Six monthly testing, severe interpretation of tests - all now coming to the High Risk Area, according to Defra's latest 'consultation' paper - and a total waste of time and taxpayer's money. The only thing the reports show, which reduced TB incidence in cattle in the 1970s was a clearance of badgers.
But we digress. Mr Davies' letter continues:
I have long advised farmers that if they are feeding concentrates to cattle at pasture, they should at least turn troughs over afterwards, to prevent badgers licking in the troughs for any leftovers. I also advise that salt licks and mineral licks (especially molassed formulations) should never be placed on the ground. An infected badger licking the surface, potentially leaves a dose of bacteria for the first bovine to ingest afterwards.
And the impact of dead or dying badgers on environment shared with curious cows is graphically illustrated by Adam Quinney.
He points out that after that picture of his heifers investigating that dying badger was taken, these cattle suffered a breakdown.
Stephen Davies finishes his letter with a word of support for practising veterinary surgeons and farmers, and a plea that their knowledge of experience of this disease (zoonotic Tuberculosis) which has been built up over many years, "and yet seems to be ignored or dismissed by policymakers."
By ignoring this pool of veterinary knowledge, Mr. Davies feels one tool has been left out of the box.
And we would add that by ignoring the epidemiology of the last 40 years concerning infectivity of both badgers and cattle, relying on mathematical models - [link] fed a raft of assumed data, coupled with incredible naivety of the 'scientist' of the day, this country faces the real possibility of further trade bans. And many, many more dead cattle.
The Parliamentary Questions tabled a decade ago, were unequivocal in their answers and this is arguably the most important one.
We asked what was the reason the Thornbury badger clearance had kept that area's cattle clear of TB for over a decade.

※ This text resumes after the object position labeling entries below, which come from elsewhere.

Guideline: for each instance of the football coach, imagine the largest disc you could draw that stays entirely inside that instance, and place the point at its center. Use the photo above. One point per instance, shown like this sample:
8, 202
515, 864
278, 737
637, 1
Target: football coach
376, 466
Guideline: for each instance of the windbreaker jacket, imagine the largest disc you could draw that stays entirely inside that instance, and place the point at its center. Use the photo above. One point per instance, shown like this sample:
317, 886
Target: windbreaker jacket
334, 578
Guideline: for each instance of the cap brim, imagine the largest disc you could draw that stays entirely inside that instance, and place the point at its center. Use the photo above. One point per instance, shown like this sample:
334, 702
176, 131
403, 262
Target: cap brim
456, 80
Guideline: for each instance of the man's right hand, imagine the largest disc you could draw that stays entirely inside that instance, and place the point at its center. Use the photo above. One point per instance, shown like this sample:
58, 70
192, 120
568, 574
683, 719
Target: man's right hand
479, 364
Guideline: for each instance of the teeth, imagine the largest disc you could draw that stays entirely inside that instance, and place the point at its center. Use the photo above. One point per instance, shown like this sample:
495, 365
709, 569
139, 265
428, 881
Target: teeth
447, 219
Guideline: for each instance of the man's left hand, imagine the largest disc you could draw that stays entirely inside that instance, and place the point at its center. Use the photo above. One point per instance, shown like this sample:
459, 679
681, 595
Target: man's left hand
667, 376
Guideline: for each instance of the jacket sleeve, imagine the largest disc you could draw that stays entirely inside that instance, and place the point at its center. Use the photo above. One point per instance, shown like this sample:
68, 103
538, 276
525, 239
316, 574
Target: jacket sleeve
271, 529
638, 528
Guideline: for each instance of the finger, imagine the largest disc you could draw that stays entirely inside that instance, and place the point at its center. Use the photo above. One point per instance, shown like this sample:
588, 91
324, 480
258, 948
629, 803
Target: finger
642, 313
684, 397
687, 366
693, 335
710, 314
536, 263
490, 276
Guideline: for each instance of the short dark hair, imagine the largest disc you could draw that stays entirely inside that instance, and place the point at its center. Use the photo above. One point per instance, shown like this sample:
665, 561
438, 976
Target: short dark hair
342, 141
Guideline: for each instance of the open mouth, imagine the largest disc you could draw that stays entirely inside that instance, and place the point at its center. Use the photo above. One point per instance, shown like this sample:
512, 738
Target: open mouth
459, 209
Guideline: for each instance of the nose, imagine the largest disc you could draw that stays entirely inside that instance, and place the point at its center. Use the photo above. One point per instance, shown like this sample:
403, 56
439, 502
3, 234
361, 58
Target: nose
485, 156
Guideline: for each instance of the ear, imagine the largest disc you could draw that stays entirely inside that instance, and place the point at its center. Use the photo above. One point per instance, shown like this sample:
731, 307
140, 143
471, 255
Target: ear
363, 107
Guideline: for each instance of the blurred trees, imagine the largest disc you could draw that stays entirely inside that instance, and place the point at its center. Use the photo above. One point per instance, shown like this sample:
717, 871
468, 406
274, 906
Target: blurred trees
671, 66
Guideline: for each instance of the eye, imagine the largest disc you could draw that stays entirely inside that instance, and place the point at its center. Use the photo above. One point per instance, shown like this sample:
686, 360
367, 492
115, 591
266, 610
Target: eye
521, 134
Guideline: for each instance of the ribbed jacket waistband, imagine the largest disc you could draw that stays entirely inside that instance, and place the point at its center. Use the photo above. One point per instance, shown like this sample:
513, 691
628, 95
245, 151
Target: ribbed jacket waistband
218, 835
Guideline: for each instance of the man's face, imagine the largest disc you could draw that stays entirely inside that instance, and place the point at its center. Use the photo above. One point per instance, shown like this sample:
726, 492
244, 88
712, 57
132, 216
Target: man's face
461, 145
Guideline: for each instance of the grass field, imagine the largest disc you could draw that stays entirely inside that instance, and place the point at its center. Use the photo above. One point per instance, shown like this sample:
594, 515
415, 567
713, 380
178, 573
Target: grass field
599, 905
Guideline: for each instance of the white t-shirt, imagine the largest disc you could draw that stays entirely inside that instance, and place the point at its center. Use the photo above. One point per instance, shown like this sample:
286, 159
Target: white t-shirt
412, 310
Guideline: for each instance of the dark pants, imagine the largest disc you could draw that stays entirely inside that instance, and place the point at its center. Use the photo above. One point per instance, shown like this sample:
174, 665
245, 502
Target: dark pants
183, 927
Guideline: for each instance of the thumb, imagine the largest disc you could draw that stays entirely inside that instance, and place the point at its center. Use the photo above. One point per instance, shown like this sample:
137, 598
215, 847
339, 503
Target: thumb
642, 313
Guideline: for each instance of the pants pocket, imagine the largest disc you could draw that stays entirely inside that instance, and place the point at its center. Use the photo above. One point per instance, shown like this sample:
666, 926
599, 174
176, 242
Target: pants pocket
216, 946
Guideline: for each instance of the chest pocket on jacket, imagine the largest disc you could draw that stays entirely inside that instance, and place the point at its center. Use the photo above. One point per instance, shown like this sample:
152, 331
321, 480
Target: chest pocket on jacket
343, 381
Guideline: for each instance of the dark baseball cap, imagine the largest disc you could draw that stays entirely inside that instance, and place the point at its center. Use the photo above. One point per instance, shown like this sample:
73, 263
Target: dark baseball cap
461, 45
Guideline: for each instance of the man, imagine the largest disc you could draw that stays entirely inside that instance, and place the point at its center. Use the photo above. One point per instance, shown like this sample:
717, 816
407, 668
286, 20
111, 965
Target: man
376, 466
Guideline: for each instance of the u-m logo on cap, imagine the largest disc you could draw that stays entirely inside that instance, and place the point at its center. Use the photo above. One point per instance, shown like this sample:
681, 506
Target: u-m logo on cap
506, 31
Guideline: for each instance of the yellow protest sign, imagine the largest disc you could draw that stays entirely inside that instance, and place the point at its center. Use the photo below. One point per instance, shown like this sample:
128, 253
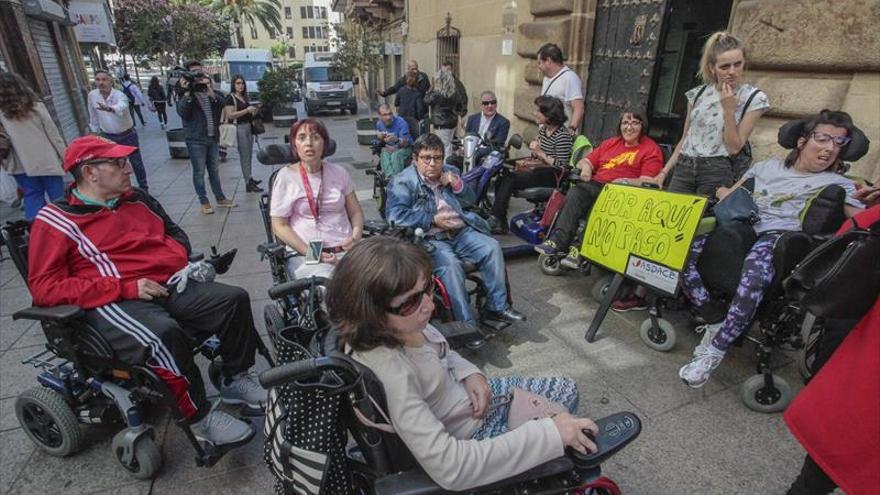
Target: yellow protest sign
650, 224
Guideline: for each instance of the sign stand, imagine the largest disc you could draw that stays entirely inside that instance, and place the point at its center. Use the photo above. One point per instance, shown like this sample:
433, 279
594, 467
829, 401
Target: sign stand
604, 306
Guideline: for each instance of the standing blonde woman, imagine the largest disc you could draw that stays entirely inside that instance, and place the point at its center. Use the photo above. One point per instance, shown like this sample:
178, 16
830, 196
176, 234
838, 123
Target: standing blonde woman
721, 116
37, 146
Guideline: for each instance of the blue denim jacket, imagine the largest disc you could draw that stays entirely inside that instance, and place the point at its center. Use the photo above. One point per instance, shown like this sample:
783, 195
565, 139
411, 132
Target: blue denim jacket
411, 202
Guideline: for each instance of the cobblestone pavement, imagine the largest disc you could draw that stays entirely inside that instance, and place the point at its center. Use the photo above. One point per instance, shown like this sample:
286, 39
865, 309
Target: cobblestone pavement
693, 441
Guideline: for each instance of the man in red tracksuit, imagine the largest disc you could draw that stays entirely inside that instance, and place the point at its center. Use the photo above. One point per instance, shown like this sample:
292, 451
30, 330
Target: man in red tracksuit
109, 248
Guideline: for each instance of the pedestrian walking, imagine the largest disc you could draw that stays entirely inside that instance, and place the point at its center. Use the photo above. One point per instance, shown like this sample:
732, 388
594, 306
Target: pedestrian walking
158, 100
199, 107
561, 82
135, 98
109, 117
240, 112
32, 149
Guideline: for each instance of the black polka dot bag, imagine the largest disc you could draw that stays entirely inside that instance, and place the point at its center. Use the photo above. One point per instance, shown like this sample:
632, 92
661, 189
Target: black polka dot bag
305, 433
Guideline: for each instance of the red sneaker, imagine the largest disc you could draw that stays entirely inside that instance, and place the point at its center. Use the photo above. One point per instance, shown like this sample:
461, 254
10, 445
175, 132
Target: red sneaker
630, 302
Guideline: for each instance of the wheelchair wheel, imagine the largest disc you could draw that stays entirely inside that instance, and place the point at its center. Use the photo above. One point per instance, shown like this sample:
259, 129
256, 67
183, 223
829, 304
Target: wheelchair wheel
550, 265
146, 458
48, 421
760, 398
601, 287
274, 321
660, 339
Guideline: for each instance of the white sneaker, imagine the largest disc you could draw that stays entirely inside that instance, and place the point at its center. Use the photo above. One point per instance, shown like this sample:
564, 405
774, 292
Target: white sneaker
220, 428
243, 388
696, 373
709, 331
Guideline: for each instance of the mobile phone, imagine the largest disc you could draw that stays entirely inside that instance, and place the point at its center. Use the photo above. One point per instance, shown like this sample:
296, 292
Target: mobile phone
313, 253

The answer needs to be inscribed over the door of every building occupied by this most political of government departments.:
" The fundamental difference between the Thornbury area and other areas  where bovine tuberculosis was a problem, was the systematic removal of badgers from the Thornbury area. No other species was similarly removed. No other contemporaneous change was identified that could have accounted for the reduction in TB incidence within the area" As a postscript, we think that the area of the twenty farms (including that of Mr.Wallis and his two collared cows) may be subject to 'environmental screening' - [link] which could involve Warwick's qPCR, - amongst other things - in its £930,000 grant. How very odd then that Defra reject out of hand this method of non invasive screening for badgers, and yet rely on its results for other species? But as Upton Sinclair remarked:
"It is difficult to get a man to understand something, when his salary depends on his not understanding it.”
We are grateful to both Mr. Wallis and Mr. Davies for their permission to use their letters and comments.